Garbage Collection

2019-03-13 13:22发布

问题:

I am not able to understand few things on the Garbage collection.

Firstly, how is data allocated space ? i.e. on stack or heap( As per my knowledge, all static or global variables are assigned space on stack and local variables are assigned space on heap).

Second, GC runs on data on stacks or heaps ? i.e a GC algorithm like Mark/Sweep would refer to data on stack as root set right? And then map all the reachable variables on heap by checking which variables on heap refer to the root set.

What if a program does not have a global variable? How does the algorithm work then?

Regards, darkie

回答1:

It might help to clarify what platform's GC you are asking about - JVM, CLR, Lisp, etc. That said:

First to take a step back, certain local variables of are generally allocated on the stack. The specifics can vary by language, however. To take C# as an example, only local Value Types and method parameters are stored on the stack. So, in C#, foo would be allocated on the stack:

public function bar() { 
    int foo = 2;
    ...
}

Alternatively, dynamically-allocated variables use memory from the heap. This should intuitively make sense, as otherwise the stack would have to grow dynamically each time a new is called. Also, it would mean that such variables could only be used as locals within the local function that allocated them, which is of course not true because we can have (for example) class member variables. So to take another example from C#, in the following case result is allocated on the heap:

public class MyInt
{         
    public int MyValue;
}

...
MyInt result = new MyInt();
result.MyValue = foo + 40;
...

Now with that background in mind, memory on the heap is garbage-collected. Memory on the stack has no need for GC as the memory will be reclaimed when the current function returns. At a high level, a GC algorithm works by keeping track of all objects that are dynamically allocated on the heap. Once allocated via new, the object will be tracked by GC, and collected when it is no longer in scope and there are no more references to it.



回答2:

Check out the book Garbage Collection: algorithms for automatic dynamic memory management.



回答3:

Firstly, how is data allocated space ? i.e. on stack or heap( As per my knowledge, all static or global variables are assigned space on stack and local variables are assigned space on heap).

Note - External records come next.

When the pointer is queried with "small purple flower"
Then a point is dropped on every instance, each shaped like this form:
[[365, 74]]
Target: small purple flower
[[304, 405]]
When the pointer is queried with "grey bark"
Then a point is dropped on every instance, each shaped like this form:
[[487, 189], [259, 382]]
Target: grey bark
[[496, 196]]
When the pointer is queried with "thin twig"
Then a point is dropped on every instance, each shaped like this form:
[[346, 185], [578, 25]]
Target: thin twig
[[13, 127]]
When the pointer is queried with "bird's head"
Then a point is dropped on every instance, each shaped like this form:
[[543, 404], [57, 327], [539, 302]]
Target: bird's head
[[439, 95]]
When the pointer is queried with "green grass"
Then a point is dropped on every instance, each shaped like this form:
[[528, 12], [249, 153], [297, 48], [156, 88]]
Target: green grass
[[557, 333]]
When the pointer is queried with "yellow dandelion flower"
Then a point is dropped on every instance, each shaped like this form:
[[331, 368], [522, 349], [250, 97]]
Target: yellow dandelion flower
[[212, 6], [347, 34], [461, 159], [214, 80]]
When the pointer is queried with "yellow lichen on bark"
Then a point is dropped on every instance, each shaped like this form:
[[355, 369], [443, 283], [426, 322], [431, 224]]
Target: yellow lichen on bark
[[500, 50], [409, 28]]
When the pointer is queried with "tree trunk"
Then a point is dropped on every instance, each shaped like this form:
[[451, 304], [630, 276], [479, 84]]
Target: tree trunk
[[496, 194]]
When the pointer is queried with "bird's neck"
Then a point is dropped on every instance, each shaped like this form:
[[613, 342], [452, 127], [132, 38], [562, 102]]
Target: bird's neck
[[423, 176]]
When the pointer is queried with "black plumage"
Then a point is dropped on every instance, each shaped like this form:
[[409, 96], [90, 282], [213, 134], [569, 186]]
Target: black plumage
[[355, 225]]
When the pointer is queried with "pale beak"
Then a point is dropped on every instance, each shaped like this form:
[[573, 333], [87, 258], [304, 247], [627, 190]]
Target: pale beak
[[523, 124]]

No, stack variables are method calls and local variables. A stack frame is created when the method is called and popped off when it returns.

Memory in Java and C# is allocated on the heap by calling "new".

Second, GC runs on data on stacks or heaps ? i.e a GC algorithm like Mark/Sweep would refer to data on stack as root set right? And then map all the reachable variables on heap by checking which variables on heap refer to the root set.

GC is used on the heap.

Mark and sweep would not be considered a cutting edge GC algorithm. Both Java and .NET GC use generational models now.

What if a program does not have a global variable? How does the algorithm work then?

What does "global variable" mean in languages like Java and C# where everything belongs to a class?

The root of the object graph is arbitrary. I'll admit that I don't know how it's chosen.



回答4:

Read this article. It is a very good survey on uniprocessor garbage collection techniques. It will give you the basic understanding and terminology on GC. Then, follow up with the Jones and Lins book "Garbage Collection: Algorithms for Automatic Dynamic Memory Management". Contrary to the survey article I point to above, the book is not available for free on the Web; you have to buy it; but it is worth it.



回答5:

Richard and Carl have a very nice show on the Windows Memory Model, including the .NET model and GC, in their .NET Rocks! archives:

Jeffrey Richter on the Windows Memory Model



回答6:

You might find the short summary of Garbage Collection on the Memory Management Reference useful.

Ultimately, garbage collection has to start at the registers of the processor(s), since any objects that can't be reached by the processor can be recycled. Depending the the language and run-time system, it makes sense to assume statically that the stacks and registers of threads are also reachable, as well as “global variables”.

Stacks probably get you local variables. So in simple GCs you start by scanning thread contexts, their stacks, and the global variables. But that's certainly not true in every case. Some languages don't use stacks or have global variables as such. What's more, GCs can use a barrier so that they don't have to look at every stack or global every time. Some specialised hardware, such as the Symbolics Lisp Machine had barriers on registers!